Condomínio com três anos no interior paulista lida com o descaso

Publicado em: terça-feira, 1 de abril de 2014

Moradores temem rachaduras em prédios de residencial de Araraquara

Eles também reclamam sofre a falta de segurança e o excesso de lixo. Secretaria de Habitação informou fez laudo sobre intervenções necessárias.
 
Rachaduras, infiltrações, lixo e falta de segurança. Esses são alguns dos problemas relatados pelos moradores do Residencial dos Oitis, em Araraquara (SP), que inconformados com o descaso.

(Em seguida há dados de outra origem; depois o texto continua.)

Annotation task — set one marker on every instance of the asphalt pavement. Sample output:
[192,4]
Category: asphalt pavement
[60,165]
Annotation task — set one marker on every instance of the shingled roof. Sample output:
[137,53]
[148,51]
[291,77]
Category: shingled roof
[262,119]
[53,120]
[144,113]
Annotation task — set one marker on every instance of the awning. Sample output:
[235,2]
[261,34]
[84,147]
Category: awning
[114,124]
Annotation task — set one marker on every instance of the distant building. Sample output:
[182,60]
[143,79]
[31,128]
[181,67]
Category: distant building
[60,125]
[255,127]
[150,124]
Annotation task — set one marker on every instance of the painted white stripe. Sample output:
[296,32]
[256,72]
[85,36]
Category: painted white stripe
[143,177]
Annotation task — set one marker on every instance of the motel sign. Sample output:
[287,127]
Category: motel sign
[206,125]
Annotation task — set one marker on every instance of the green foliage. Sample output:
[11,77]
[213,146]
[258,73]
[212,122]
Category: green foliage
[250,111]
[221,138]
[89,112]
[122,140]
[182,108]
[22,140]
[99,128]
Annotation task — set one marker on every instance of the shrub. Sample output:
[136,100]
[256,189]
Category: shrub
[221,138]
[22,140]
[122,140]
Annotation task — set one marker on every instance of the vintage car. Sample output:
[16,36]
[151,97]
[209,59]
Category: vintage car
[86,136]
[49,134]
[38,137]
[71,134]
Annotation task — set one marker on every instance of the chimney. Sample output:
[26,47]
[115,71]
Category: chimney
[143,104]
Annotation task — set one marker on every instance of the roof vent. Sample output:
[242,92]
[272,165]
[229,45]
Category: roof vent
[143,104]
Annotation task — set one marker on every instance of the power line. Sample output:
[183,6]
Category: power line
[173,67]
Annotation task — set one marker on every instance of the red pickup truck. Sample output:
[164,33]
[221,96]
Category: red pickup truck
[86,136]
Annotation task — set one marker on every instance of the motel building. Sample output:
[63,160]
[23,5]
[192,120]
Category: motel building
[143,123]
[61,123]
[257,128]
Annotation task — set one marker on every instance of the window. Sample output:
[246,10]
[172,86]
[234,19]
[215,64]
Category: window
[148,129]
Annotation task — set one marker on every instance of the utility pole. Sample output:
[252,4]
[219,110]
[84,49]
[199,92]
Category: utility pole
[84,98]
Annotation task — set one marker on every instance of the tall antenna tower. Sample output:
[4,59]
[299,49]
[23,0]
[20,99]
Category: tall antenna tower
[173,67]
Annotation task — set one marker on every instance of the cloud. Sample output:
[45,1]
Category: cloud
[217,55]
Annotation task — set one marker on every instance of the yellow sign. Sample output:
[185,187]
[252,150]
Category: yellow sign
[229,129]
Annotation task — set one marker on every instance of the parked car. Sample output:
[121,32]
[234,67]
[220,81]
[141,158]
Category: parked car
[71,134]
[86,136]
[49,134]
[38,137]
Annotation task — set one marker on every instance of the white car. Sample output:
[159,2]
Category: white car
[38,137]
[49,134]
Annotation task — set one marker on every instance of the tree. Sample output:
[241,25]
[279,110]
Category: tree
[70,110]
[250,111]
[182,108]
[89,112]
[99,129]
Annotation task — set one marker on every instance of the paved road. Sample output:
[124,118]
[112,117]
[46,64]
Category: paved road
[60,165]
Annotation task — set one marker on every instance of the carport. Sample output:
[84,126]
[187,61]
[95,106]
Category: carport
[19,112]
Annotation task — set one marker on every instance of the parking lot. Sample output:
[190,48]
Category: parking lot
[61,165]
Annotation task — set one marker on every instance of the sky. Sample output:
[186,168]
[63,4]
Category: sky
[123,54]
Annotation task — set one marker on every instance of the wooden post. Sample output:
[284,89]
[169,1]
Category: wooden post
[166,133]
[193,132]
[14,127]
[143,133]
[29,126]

Em janeiro deste ano, a Prefeitura prometeu melhorias na estrutura dos prédios, mas nada foi feito, dizem os moradores. Secretaria de Habitação informou fez um laudo técnico sobre as intervenções necessárias.
 
Os problemas enfrentados por eles são antigos. No início de 2013, eles já levaram à Prefeitura e à PM as reclamações de insegurança e abandono. Os blocos estavam sem luz, sem extintores e os botijões de gás precisavam ficar do lado de dentro dos apartamentos, para não serem furtados.
 
O residencial foi inaugurado em novembro de 2011, com o programa Minha Casa Minha Vida. Cerca de 1,8 mil pessoas moram nos 256 apartamentos que apresentam problemas estruturais.
 
Logo na entrada são visíveis as trincas. Com as paredes quebradas, é possível ver os encanamentos que ficam a exposição. Para evitar que a caixa de energia caísse, um morador reforçou a parede com chapas de aço. O medo de todos é que as rachaduras afetem as estruturas do prédio.
 
Problemas
 
O porteiro Osmar Pimentel mora com a família e sete filhos no local e reclama das infiltrações. “A água estava correndo por cima do fio, há o risco de levar um choque. A gente tanta conservar o possível, mas não adianta. Arruma uma coisa aqui, quebra outra ali”, relatou.
 
No apartamento da dona de casa Maria Pires também há infiltrações e o teto do banheiro desabou. “É um problema atrás do outro. Falta respeito com as pessoas quem moram aqui. Falta uma pessoa que venha e ajeite as coisas”, reclamou.
 
No prédio havia um vazamento que ninguém encontrava. A dona de casa Rosana dos Reis da Silva só descobriu que o problema estava no apartamento dela quando chegou a conta de água no valor de R$ 2.358,32. Sem dinheiro para pagar, Rosana, que esta grávida e cuida sozinha dos dois filhos, teve que emprestar água dos vizinhos. “Não sei como vai ficar”, disse.
 
Melhorias
O Departamento Autônomo de Água e Esgotos (Daae) informou que não houve corte de água nos últimos 15 dias no residencial. Sobre o caso de Rosana, a autarquia informou que a dona de casa foi orientada a fazer o conserto do vazamento e só depois o caso será analisado.
 
Um Termo de Ajustamento de Conduta (TAC) assinado com o Ministério Público definiu que a Prefeitura faça a coleta de lixo do local três vezes por semana. A Assistência Social fez um levantamento das famílias que moram no residencial e os apartamentos invadidos serão desocupados. Já a Secretaria de Habitação fez um laudo técnico sobre as intervenções necessárias na estrutura dos prédios.
 
A Caixa Econômica Federal informou que a ocupação irregular no condomínio está sendo resolvida. Quanto aos problemas estruturais, reforçou que todos os pedidos foram atendidos.
Em relação à segurança, a Polícia Militar informou que intensificou as rondas no local e que estuda a criação de uma Unidade de Polícia Pacificadora (UPP) no residencial para tentar diminuir a criminalidade.